# warum Maden in Sägemehl?



## Stephan222 (18. Juni 2008)

Hi,

mal eine Frage:
warum machen Verkäufer ständig die Maden in Sägemehl?
Ist es nicht Sinnvoller, die "Nackt" zu verkaufen, da man die sowieso umquatiert (wegen Ammoniak-Geruch)?


----------



## Felix 1969 (18. Juni 2008)

*AW: warum Maden in Sägemehl?*

Sehr gute Frage.Würd mich auch interessieren...#c


----------



## BöhserZwerg (18. Juni 2008)

*AW: warum Maden in Sägemehl?*

Ich glaub wei die Maden sonst zermatscht werden könnten#c

oda sie überleben so länger ...kp

n sinnvollen Grund wird bestimmt geben..frag doch mal den Fachhändler..der weiss bestimmt bescheid.....:vik:

Perti Heil!


----------



## Krüger82 (18. Juni 2008)

*AW: warum Maden in Sägemehl?*

Das ist ja gegen den ammoniak gestank!!!! Wenn du sie ohne bekommst fangen die dinger an zu schwitzen und dann naja riechen sie! Vorm angeln trennen und waschen ( muss nicht unbedigt sein) und maismehl oder anderen lockstoff drüber! Fertig sind die maden zu fischen!!
mfg


----------



## gründler (18. Juni 2008)

*AW: warum Maden in Sägemehl?*

Bei meinem Händler wird gefragt mit oder ohne Sägemehl,ansonsten wenn ich fremdkaufe "auswärts"sage ich 1ltr ohne Mehl.
Kunde ist schließlich König!
Warum die darin laufen damit sie im Kühlschrank nicht schwitzen,verkleben abhauen etc.Und "angeblich" halten sie so länger. 
lg


----------



## Crotalus (18. Juni 2008)

*AW: warum Maden in Sägemehl?*

Die Maden haben leider auch gewisse Körperausscheidungen. Den geht es halt genau wie uns. Wenn du dir nun vorstellst, daß dutzende Tiere ohne Saugfähiges Material über längere Zeit zusammengepfercht rumwuseln... Du kannst dir wohl vorstellen, daß du dort nicht mehr hineinlangen willst. Oder...?


----------



## m-spec (18. Juni 2008)

*AW: warum Maden in Sägemehl?*

Hallo Zusammen,

der Grund ist relativ simpel:

Wenn man die Maden ohne Sägemehl (oder andere Trennmittel) verpackt dann "rennen" sie sich heiß durch die Reibung aneinander und fangen an zu "schwitzen. Da durch wird der Ammoniakgeruch noch intensiver. Das Sägemehl verhindert diesen intensiven Kontakt bzw. nimmt die Flüssigkeiten auf.

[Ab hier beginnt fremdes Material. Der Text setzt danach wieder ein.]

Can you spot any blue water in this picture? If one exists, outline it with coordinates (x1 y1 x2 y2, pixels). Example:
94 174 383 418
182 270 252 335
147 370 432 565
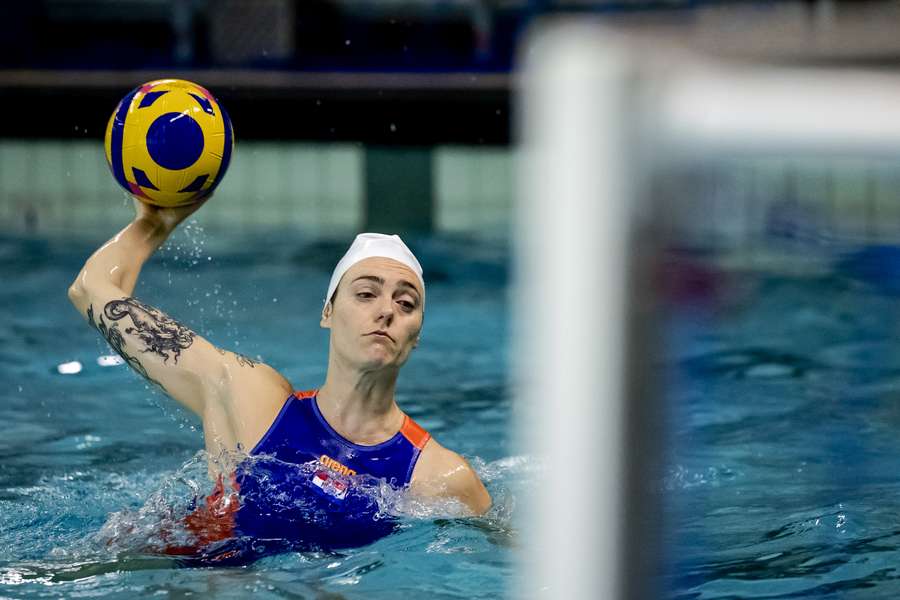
660 248 900 600
0 225 516 598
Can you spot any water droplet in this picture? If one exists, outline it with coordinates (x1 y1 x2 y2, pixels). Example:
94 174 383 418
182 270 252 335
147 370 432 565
56 360 82 376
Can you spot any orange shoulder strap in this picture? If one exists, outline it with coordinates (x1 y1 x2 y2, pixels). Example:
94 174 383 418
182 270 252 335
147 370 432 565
400 415 431 450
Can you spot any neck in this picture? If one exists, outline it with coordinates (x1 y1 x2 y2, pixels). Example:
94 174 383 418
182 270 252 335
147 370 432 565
317 360 403 445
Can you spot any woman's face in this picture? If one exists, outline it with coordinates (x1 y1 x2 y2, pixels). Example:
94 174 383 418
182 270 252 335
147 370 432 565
321 257 425 370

Das bessere "Trennmittel" wäre Maismehl.Transportiert man die Maden dadrin werden sie sogar noch fester und "sauberer".

Eine alternative wäre noch der Transport in einem Madenbeutel (kann man sich ganz einfach aus Baumwolleinkaufstaschen selber nähen), nur muß dann gewährleistet sein das eine Belüftung gegeben ist (also nicht irgendwo in die Tasche packen) und das der Beutel leicht befeuchtet wird.

Hoffe ich konnte helfen.

Petri

m-spec


----------



## gründler (18. Juni 2008)

*AW: warum Maden in Sägemehl?*

Noch nen Tip,wer die möglichkeit hat oder nutzt,einen Köderkühlschrank sein "Eigen" zu nennen der sollte die Maden in großen *offenen* Wannen laufen lassen Temperatur um 1-2grad.So halten sie noch länger weil sie besser Atmen können.
lg


----------



## Stephan222 (18. Juni 2008)

*AW: warum Maden in Sägemehl?*



Crotalus schrieb:


> Du kannst dir wohl vorstellen, daß du dort nicht mehr hineinlangen willst. Oder...?


Natürlich!:vik:

Nee, mal ohne Scherz, ich habe die Maden jetzt mal in einen Vanille-Bisquitmehl umquartiert.
Mal schauen, was daraus wird (natürlich im Kühlschrank).
Soll ja so die Fangquote steigern, da ja angeblich der Ammoniak-Geruch dadurch verloren geht!?


----------



## magic feeder (18. Juni 2008)

*AW: warum Maden in Sägemehl?*



m-spec schrieb:


> Hallo Zusammen,
> 
> der Grund ist relativ simpel:
> 
> ...


 

korrekt erklärt...............#6


----------



## Ronny Kohlmann (19. Juni 2008)

*AW: warum Maden in Sägemehl?*

Auch "getunte" Maden (also fertig gewaschen und vom Sägemehl getrennt) kann man vor dem Schwitzen bewahren, in dem man einfach ein paar Streifen Küchenpapier in die Dose legt.


----------



## Krüger82 (19. Juni 2008)

*AW: warum Maden in Sägemehl?*

:q:q Oder man angelt mit würmern!! :q:q


----------



## KarpfenDenis (20. Juni 2008)

*AW: warum Maden in Sägemehl?*



> Oder man angelt mit würmern!!


 

der war guuuut


----------



## mr.krabs (27. Juni 2008)

*AW: warum Maden in Sägemehl?*

Man kann sie auch in Parmesan (Barben!) einlegen oder sie schon am Abend vorher ins Futter geben, so verlieren sie ihren Ammoniakgeruch.


----------